Emerging sovereign spreads <11EMJ> were steady while emerging stocks <.MSCIEF> were up 0.1 percent.
The June Bund future <FGBLM8> was steady on the day.
CHILLING EVIDENCE
Eight months after the initial wave of the U.S. subprime mortgage fallout hit financial markets, there is growing evidence that tight liquidity and credit conditions are now hitting the real economy hard.
The Royal Institution of Chartered Surveyors said British surveyors reported the most widespread fall in house prices in the 30-year history of their survey. The Department for Communities and Local Government said annual British house price inflation eased to a 19-month low of 6.7 percent in February.
The British Retail Consortium said like-for-like retail sales fell in March for the first time in two years, and at the sharpest pace in nearly three years.

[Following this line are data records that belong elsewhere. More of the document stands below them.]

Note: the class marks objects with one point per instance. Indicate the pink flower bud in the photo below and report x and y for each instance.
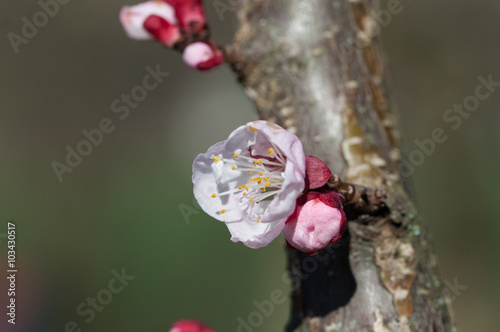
(168, 34)
(317, 222)
(133, 18)
(190, 325)
(201, 56)
(189, 13)
(317, 173)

"With no end in sight to the bad news emanating from the UK housing market and the growing downside risks to the domestic economy, we see little respite for sterling in the coming weeks," JP Morgan said in a note to clients.
A closely watched survey by the ZEW research institute showed German investor sentiment deteriorated for the first time in three months in April.
Investors are looking to a series of earnings data due this week to see how corporates performed in the first three months of this year.
U.S. firms reporting their Q1 results later include Intel <INTC.O>, Washington Mutual <WM.N> and Northern Trust <NTRS.O>.
An expected quarterly loss from Wachovia Corp <WB.N> on Monday raised concerns about the health of banks hit by their investment in risky U.S. subprime mortgages.
However, earnings results from banks -- many of them pretty weak -- have so far helped reassure investors that they are scrubbing their books clean, putting the credit crunch behind them.